|From Sony Pictures|
Note: I am currently taking a course on Coursera.org called Modern and Contemporary American Poetry taught by Al Filreis of the University of Pennsylvania. I will be posting my thoughts on the course discussions here.
I dwell in Possibility – (466)
BY EMILY DICKINSON
I dwell in Possibility –
A fairer House than Prose –
More numerous of Windows –
Superior – for Doors –
Of Chambers as the Cedars –
Impregnable of eye –
And for an everlasting Roof
The Gambrels of the Sky –
Of Visitors – the fairest –
For Occupation – This –
The spreading wide my narrow Hands
To gather Paradise –
Reprinted electronically by permission of the publishers and the Trustees of Amherst College from The Poems of Emily Dickinson, Ralph W. Franklin, ed., Cambridge, Mass.: The Belknap Press of Harvard University Press, Copyright © 1951, 1955, 1979, 1983, 1998 by the President and Fellows of Harvard College.
Source: The Poems of Emily Dickinson Edited by R. W. Franklin (Harvard University Press, 1999)
I thoroughly enjoyed the video discussion of "I dwell in Possibility." I've missed this kind of discussion of poetry for a long time.
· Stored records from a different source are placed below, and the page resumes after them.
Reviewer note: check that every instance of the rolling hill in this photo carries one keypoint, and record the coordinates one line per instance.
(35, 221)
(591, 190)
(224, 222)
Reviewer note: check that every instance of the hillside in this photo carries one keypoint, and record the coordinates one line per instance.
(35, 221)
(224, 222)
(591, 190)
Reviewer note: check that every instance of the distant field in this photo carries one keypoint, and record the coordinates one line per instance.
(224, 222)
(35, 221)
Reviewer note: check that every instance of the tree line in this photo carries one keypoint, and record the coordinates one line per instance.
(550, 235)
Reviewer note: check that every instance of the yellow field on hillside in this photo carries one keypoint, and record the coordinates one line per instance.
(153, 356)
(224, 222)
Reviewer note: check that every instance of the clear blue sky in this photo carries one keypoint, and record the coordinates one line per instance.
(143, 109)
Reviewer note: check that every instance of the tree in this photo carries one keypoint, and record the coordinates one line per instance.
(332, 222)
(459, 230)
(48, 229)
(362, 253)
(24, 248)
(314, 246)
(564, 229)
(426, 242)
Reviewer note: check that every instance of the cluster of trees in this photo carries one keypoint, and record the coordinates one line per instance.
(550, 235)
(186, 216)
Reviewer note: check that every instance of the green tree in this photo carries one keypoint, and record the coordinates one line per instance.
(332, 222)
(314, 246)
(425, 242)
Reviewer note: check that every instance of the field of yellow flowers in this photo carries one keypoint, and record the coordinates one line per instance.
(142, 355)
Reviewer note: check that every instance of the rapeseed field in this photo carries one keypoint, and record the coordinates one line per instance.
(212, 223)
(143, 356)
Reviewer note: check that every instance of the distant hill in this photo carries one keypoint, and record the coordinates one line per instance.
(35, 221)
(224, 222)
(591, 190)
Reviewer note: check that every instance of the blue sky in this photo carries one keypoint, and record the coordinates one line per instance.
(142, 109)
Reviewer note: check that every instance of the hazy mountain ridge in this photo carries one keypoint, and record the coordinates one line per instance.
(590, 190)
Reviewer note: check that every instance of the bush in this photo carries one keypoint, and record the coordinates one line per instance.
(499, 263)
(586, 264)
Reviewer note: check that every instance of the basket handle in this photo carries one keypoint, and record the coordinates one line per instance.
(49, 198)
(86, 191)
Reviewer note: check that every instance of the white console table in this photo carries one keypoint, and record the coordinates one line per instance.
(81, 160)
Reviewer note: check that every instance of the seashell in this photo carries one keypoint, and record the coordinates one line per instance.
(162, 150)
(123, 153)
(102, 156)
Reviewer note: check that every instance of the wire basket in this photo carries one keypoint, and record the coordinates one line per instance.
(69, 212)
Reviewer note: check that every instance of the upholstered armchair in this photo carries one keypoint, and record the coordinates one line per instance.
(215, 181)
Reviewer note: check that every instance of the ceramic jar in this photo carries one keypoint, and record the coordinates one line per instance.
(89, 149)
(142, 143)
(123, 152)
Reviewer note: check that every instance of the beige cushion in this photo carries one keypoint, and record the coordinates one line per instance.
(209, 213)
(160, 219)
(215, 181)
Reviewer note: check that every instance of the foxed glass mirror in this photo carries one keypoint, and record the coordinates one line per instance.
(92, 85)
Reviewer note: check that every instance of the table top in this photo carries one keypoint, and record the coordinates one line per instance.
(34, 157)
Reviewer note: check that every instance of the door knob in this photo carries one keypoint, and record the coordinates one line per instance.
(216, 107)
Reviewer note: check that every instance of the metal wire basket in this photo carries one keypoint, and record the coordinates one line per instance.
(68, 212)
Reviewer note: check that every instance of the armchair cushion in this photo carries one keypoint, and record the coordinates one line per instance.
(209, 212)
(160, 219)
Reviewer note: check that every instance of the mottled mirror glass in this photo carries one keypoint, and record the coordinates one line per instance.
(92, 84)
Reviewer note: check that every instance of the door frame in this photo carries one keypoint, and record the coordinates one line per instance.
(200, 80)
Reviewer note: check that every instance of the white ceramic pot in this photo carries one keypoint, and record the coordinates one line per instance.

While I loved the close reading of each line, I particularly liked the emphasis on whether Dickinson was celebrating the "exclusivity" of poetry (and therefore of possibility). Is the persona of the poem implying that the tallness of the chambers, the impregnability of the "house", the doors that need permission for entry....are only for those who engage in-THIS (now I love this word!)- this occupation: the occupation of writing, of reading poetry? Is Paradise only for those who are invited?
How timely, too, that I read the poem in conjunction with watching the film, Elysium. Is the persona saying that the joys of possibility and the everlasting roof (very similar to the structures of the satellite of Elysium, exclusively made for those who can afford it) are only for those who are invited, for those who do "this" work (those who are privileged to appreciate language...perhaps the same people who are privileged in general)?
Very explosive stuff.
Which brings me to the question: Is possibility restricted? Is there a ticket for possibility?
And here is where I digress. While it is tempting to conclude that Dickinson celebrates exclusivity, elitism, the ivory tower, as Whitman celebrates the least common denominator, I see the nature of possibility not in the domain of exclusivity (a few versus the many) but in the private struggle of any individual.
All are invited. That is possibility. We know it as a truth that any worthwhile thing is achieved with *some* work (hard work, in fact). And where is where I believe Dickinson's persona is coming from. The persona already describes her hands as narrow. She acknowledges this, humbly. And yet, with work (with occupation, *this*), she opens them wide to gather Paradise.
For those who are invited and for those who heed the invitation, Possibility is Paradise. But it is not inherited, it is not a given. It requires the scaling of chambers of Cedar, it requires knocking on the door. It requires occupation. And even with narrow hands, one may gather the numinous. And that, for me, is poetry.